In a recent report to clients, Umansky highlighted that although Melco’s shares are undervalued, investor sentiment is poor, and that is unlikely to change without decisive actions like asset sales.
Outside of Macau, the Philippines’ City of Dreams Manila continues to generate cash but faces growth challenges due to rising competition in Manila. Cyprus has been disappointing, partly because of conflicts in Russia and Israel, noted Umansky.
City of Dreams Mediterranean is Melco’s casino hotel in Cyprus. Umansky predicts that when Melco reports its fourth-quarter results, likely next month, the company will reveal a loss in market share in Macau during the last quarter of 2024. This could further strain the stock, which has declined 29.20% over the past year and 3.28% year-to-date.
Analyst Recommends Capital Reallocation
Melco currently owns 55% of Studio City, which is the holding company for a Macau integrated resort of the same name.
“Studio City boasts 2,493 luxury hotel rooms, diverse dining options, and approximately 38,500 square meters of retail space,” according to the company’s investor relations website.
Given Melco’s market capitalization of $2.35 billion and Studio City’s market value of $893.61 million as of January 2024, Melco should be able to purchase the remaining 45% of Studio City without significant financial strain. Umansky noted that acquiring Studio City outright could pave the way for a merger with Melco International Development. He previously pitched this idea about three years ago.

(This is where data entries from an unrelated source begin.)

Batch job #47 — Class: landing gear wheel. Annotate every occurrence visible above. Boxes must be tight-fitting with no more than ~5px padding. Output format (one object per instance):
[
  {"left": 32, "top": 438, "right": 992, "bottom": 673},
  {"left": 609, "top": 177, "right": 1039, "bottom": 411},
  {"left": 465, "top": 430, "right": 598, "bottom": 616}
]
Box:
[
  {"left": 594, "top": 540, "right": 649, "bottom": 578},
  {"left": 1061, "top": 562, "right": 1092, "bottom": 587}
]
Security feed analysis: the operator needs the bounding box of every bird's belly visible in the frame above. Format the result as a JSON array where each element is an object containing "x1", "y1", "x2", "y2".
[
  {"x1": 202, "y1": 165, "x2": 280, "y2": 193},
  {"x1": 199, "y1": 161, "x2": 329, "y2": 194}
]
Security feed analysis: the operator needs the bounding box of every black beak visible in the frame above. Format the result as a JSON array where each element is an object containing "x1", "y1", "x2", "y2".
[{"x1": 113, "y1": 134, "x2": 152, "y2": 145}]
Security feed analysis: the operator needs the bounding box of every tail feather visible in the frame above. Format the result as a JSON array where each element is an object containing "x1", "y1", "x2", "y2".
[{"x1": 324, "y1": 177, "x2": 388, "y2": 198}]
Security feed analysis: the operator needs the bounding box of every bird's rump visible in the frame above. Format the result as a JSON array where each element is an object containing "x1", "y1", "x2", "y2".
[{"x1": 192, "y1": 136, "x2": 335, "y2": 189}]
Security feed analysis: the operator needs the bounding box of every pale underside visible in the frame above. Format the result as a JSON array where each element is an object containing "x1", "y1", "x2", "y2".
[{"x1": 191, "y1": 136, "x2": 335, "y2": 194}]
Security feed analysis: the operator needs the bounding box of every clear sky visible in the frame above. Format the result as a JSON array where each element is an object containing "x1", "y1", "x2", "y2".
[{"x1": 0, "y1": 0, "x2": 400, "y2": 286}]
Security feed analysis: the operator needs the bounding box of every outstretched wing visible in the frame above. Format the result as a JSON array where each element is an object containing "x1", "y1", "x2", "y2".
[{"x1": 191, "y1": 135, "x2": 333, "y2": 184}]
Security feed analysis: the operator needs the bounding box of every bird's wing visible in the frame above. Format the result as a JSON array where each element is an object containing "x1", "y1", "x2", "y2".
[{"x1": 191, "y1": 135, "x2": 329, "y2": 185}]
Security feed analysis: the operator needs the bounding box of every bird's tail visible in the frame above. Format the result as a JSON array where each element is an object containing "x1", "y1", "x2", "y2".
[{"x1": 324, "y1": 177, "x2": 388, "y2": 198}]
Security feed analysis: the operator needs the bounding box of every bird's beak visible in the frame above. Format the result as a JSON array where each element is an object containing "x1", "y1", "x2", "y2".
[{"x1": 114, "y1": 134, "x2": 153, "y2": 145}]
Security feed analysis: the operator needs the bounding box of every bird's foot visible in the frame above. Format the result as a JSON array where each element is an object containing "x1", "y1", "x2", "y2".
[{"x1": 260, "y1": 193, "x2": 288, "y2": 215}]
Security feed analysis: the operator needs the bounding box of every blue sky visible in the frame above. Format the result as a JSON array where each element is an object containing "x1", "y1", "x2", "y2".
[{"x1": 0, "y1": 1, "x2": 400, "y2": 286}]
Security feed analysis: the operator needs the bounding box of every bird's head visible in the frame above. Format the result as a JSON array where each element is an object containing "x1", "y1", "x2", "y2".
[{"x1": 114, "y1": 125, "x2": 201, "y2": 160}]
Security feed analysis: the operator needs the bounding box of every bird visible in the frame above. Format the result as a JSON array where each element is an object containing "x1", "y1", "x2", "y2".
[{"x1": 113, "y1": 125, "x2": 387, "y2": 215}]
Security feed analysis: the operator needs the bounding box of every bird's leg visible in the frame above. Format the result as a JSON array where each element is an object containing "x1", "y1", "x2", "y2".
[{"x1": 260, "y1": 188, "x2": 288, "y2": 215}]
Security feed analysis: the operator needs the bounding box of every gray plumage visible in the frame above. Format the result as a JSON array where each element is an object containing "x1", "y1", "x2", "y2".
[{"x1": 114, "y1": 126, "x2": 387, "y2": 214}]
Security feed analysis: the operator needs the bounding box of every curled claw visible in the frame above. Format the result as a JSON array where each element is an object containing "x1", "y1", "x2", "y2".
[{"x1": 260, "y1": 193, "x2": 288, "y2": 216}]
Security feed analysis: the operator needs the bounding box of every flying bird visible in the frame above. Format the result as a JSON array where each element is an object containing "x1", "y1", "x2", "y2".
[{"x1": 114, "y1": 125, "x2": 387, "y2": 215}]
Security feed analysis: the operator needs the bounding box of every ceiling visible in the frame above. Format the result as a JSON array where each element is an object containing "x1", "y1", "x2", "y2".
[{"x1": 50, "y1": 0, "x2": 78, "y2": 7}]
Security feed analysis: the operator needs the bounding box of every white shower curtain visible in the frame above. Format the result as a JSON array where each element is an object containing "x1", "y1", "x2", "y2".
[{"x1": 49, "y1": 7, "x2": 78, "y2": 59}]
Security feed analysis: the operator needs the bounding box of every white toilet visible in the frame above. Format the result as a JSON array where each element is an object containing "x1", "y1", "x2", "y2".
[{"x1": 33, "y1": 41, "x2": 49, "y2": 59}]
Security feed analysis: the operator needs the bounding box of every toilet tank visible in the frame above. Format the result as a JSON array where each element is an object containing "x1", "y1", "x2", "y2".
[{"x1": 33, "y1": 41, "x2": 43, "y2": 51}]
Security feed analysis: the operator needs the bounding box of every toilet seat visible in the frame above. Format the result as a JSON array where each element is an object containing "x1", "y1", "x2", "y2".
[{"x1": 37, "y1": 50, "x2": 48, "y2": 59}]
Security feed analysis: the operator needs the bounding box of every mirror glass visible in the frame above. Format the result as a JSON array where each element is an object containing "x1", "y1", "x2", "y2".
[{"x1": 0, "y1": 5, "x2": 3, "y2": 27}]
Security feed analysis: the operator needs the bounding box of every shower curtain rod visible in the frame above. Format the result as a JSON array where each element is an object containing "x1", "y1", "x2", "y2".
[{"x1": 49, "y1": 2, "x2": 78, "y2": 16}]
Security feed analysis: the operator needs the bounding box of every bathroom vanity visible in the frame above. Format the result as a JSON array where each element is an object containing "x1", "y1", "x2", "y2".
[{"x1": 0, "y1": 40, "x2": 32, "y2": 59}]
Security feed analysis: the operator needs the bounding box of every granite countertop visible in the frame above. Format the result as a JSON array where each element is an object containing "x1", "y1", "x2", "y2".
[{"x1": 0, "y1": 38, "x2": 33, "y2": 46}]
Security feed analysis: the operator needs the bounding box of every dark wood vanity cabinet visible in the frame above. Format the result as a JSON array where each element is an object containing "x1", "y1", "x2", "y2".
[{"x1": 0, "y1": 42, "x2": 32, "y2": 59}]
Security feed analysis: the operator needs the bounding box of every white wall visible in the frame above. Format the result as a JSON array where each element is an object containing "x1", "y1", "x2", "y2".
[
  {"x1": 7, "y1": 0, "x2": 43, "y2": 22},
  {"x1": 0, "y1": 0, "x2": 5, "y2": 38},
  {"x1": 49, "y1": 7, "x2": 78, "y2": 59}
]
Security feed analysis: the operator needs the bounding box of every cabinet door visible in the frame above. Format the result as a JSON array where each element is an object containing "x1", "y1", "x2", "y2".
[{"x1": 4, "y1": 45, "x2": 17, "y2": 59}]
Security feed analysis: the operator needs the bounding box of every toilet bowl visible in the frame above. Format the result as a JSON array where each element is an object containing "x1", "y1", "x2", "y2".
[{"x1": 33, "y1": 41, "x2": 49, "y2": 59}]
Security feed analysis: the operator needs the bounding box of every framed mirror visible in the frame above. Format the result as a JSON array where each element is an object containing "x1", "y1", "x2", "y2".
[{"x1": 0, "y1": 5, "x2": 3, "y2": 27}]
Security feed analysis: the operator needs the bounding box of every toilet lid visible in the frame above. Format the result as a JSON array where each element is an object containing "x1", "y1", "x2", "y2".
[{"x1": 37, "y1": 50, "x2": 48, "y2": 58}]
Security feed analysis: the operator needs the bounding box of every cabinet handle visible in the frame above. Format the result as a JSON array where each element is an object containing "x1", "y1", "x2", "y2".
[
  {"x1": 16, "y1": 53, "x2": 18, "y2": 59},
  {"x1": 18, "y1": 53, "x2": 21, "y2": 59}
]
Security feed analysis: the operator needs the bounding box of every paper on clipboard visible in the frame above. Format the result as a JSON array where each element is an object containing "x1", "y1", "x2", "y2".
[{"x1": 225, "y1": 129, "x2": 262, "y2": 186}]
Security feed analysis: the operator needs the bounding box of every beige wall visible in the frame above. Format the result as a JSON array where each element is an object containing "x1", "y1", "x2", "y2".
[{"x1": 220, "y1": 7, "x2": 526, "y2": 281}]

“With low valuation and high debt, Melco would be better off selling its Philippines and Cyprus assets and reallocating the capital,” Umansky stated in the report.
Potential Benefits for Melco in Thailand
Selling its casino resorts in Cyprus and Manila could help Melco better focus on its efforts in Thailand. The company recently expressed its intention to bid for a gaming license in Thailand when the government formally approves casino gaming, which is widely expected to happen.
Umansky mentioned that going it alone in Thailand could be financially challenging for Melco, but the company could overcome these challenges by partnering with local firms—a strategy it has employed in other countries.
Melco’s “advantage may lie in its ability to secure a lower capital investment deal with local partners, as it has done in Sri Lanka, potentially in a secondary market in Thailand,” concludes Umansky.